Tommy Lee Jones won the Oscar for portraying a Javert-like lawman, but Ford is equally impressive as Richard Kimbell, a surgeon unjustly convicted for murdering his wife. It’s an extraordinarily physical performance. He makes you feel the cracked ribs, sprained ankles, pulled muscles that Kimbell is battling as he races against time to find the real killer. And Ford’s work in the film’s initial scenes, as Kimbell alternates between grief over his wife’s savage death and outrage at being accused of the crime, ranks among his finest on screen.
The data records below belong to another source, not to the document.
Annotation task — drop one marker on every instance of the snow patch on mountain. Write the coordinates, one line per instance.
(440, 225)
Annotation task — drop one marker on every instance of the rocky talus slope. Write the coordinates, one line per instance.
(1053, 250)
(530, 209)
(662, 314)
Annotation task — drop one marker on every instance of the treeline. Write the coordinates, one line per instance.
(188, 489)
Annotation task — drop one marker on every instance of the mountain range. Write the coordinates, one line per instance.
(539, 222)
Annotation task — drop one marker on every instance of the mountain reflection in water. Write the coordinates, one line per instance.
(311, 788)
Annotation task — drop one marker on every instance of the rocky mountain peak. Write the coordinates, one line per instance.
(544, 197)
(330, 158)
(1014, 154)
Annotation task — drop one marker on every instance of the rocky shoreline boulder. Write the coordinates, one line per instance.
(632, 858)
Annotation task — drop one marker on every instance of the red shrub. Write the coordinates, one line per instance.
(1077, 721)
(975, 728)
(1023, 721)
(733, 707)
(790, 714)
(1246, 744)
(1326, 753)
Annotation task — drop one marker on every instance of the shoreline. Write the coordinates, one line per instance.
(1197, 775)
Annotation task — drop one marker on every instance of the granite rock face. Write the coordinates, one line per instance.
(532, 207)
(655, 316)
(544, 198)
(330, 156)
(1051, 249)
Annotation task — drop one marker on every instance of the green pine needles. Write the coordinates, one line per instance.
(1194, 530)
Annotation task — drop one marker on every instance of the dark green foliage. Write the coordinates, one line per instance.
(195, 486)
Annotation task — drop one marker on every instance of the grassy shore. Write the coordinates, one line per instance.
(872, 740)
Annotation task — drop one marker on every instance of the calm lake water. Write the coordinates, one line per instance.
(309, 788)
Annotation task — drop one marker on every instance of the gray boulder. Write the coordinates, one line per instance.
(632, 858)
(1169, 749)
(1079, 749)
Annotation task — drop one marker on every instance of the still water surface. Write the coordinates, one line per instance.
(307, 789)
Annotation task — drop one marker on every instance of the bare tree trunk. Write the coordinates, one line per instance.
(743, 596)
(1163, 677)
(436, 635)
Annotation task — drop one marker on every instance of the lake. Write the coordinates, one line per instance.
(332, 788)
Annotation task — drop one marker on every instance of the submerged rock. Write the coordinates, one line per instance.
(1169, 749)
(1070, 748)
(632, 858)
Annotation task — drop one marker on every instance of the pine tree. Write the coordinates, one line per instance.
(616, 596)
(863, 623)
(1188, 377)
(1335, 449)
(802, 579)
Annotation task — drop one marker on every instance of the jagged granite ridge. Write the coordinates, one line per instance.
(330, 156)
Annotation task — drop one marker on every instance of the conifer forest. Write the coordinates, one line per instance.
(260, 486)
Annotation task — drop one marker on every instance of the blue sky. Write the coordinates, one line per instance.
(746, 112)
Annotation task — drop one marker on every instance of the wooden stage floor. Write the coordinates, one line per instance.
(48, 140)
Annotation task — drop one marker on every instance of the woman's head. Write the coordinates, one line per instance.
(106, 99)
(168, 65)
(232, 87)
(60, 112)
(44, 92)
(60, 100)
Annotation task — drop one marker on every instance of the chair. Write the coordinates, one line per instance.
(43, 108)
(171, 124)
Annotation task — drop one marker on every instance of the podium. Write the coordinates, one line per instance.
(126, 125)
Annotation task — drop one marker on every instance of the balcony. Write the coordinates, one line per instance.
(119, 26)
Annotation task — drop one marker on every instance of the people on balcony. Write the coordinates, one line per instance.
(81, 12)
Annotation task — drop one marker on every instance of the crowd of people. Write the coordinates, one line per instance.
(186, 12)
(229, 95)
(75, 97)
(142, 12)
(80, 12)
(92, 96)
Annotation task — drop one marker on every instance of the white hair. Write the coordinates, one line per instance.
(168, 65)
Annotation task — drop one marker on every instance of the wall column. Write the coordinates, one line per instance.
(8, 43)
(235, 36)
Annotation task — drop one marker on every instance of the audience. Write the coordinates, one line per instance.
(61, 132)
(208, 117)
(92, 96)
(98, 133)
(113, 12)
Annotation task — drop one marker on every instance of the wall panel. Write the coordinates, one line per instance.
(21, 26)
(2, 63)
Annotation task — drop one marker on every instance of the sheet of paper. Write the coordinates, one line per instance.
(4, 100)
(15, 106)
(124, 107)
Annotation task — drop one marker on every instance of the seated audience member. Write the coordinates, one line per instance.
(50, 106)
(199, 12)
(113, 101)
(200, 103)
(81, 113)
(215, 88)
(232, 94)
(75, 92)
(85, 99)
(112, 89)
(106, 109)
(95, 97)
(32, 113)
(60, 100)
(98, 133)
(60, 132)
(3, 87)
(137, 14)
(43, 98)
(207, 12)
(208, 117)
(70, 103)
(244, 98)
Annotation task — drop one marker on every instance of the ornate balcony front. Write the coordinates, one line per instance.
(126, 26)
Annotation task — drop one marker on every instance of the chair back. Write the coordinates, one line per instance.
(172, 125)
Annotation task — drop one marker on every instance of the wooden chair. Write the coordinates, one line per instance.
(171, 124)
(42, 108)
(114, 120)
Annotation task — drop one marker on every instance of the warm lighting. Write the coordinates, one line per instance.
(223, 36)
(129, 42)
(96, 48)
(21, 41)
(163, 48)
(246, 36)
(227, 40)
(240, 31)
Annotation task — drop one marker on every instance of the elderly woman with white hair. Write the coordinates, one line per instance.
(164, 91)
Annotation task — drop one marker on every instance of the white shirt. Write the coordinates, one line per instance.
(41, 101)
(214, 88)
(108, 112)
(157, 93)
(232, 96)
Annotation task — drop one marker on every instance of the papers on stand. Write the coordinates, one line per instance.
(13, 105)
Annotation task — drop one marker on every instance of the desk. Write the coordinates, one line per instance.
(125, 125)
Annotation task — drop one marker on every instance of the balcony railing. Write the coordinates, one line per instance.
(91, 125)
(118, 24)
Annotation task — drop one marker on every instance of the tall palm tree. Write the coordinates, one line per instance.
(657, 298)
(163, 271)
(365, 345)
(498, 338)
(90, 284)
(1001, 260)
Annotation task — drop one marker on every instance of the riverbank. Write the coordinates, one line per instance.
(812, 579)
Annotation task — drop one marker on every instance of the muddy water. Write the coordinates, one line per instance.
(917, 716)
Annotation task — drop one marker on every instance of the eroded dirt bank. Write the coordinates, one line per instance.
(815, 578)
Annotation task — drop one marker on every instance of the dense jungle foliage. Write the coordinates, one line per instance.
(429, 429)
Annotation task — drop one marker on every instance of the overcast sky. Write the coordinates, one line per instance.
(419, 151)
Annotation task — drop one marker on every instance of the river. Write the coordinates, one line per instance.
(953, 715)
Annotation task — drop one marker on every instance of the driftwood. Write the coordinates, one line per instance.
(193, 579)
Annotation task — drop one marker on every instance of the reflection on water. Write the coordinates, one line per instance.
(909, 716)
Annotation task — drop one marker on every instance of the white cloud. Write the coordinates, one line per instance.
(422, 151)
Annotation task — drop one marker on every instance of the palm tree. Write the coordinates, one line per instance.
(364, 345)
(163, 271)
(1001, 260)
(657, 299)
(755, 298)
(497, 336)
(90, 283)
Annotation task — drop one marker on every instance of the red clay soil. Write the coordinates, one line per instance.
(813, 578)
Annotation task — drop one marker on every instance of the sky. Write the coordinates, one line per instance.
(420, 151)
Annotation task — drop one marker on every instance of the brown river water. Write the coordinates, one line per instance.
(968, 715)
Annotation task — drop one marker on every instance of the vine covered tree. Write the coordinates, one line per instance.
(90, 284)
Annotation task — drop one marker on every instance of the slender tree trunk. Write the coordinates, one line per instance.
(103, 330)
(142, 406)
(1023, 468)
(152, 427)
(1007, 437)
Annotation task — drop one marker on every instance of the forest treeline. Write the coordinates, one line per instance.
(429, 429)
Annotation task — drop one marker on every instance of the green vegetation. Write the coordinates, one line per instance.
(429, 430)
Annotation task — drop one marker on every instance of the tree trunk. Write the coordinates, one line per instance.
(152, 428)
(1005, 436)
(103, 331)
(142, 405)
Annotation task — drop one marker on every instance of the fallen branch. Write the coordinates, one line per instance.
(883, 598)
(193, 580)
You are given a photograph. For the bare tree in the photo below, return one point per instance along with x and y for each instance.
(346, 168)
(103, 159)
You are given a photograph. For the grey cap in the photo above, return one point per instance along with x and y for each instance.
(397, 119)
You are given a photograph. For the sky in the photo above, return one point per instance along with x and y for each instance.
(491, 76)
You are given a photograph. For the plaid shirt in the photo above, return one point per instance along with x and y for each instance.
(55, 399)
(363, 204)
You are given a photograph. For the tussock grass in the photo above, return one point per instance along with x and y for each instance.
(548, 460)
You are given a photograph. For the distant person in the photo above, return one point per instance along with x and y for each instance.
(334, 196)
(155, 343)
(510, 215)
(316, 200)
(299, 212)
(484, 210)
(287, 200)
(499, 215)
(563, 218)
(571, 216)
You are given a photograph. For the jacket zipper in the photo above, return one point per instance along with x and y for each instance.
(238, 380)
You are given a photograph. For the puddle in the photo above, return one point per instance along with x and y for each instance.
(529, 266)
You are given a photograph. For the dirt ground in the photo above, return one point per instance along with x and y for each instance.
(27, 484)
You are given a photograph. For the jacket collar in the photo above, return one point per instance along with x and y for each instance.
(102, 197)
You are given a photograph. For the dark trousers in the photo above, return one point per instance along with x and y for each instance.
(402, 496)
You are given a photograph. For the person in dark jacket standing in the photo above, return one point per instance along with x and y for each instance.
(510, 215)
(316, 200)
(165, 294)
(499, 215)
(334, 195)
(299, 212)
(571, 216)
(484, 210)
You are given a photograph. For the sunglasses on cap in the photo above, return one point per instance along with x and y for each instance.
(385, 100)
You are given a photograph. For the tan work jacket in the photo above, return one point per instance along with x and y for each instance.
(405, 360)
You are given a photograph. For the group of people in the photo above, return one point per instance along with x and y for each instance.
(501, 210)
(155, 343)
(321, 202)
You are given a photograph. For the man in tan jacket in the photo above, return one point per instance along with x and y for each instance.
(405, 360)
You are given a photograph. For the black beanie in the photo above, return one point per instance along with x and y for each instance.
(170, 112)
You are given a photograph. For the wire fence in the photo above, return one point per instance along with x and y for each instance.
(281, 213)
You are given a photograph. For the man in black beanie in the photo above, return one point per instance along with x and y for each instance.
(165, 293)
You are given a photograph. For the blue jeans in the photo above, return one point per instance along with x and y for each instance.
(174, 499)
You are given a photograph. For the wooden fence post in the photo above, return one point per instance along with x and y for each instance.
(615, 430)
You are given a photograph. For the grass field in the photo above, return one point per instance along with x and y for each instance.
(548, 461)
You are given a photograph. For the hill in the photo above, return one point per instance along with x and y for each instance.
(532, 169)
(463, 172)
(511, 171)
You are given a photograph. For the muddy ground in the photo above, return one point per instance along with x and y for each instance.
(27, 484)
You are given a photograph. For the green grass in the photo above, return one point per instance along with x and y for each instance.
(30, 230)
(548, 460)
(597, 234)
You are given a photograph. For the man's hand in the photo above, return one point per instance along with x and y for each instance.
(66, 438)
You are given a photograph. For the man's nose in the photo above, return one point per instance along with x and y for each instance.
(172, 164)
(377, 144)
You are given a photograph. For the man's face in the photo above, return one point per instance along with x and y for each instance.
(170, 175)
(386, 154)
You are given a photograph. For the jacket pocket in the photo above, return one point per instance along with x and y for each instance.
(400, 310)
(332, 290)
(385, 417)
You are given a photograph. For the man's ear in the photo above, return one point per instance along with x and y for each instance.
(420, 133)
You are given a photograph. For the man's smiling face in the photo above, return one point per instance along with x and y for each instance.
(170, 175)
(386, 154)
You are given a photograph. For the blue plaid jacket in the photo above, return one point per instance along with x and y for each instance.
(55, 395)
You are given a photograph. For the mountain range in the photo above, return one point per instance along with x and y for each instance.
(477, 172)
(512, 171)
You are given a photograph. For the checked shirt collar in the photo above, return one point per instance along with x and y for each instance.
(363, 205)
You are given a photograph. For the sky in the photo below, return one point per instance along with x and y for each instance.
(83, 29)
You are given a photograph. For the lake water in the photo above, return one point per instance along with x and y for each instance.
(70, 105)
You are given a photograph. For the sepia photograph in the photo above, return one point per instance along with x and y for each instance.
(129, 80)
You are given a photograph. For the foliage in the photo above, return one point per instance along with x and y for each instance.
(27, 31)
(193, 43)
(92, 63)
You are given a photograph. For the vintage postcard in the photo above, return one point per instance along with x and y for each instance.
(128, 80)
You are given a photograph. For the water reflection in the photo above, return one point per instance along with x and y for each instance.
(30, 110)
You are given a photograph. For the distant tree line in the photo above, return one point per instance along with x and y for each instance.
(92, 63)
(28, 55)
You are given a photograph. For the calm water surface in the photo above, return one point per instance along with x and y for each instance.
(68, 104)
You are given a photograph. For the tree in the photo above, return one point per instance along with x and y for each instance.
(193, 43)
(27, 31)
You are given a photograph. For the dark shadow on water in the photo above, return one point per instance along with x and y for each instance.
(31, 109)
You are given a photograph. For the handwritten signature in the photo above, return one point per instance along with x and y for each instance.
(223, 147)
As for “The Fugitive,” it’s a taut, propulsive adventure that holds up remarkably well.
The Mosquito Coast

Audiences weren’t ready to watch Ford go off the deep end when “The Mosquito Coast” opened in 1986. His Allie Fox, a brilliant inventor who moves his family into the jungle, was too off-putting, too narcissistic and deluded to watch unravel on screen. So the film collapsed at the box office and received only a half-hearted critical endorsement. But that’s a shame, because Ford digs deep into Fox’s heart of darkness and what he excavates is both frightening and unforgettable to behold.
The Empire Strikes Back

Nothing in Ford’s canon can top Han Solo, the brash bootlegger who rediscovers his moral compass. And in “The Empire Strikes Back,” Ford has never been better, nailing every sarcastic aside and each longing glance at Carrie Fisher’s Princess Leia. Their farewell just before Han gets frozen in carbonite ranks as the space opera franchise’s emotional highpoint. The first “Star Wars” may have established Ford as a movie star, but it was “The Empire Strikes Back” that made him a legend.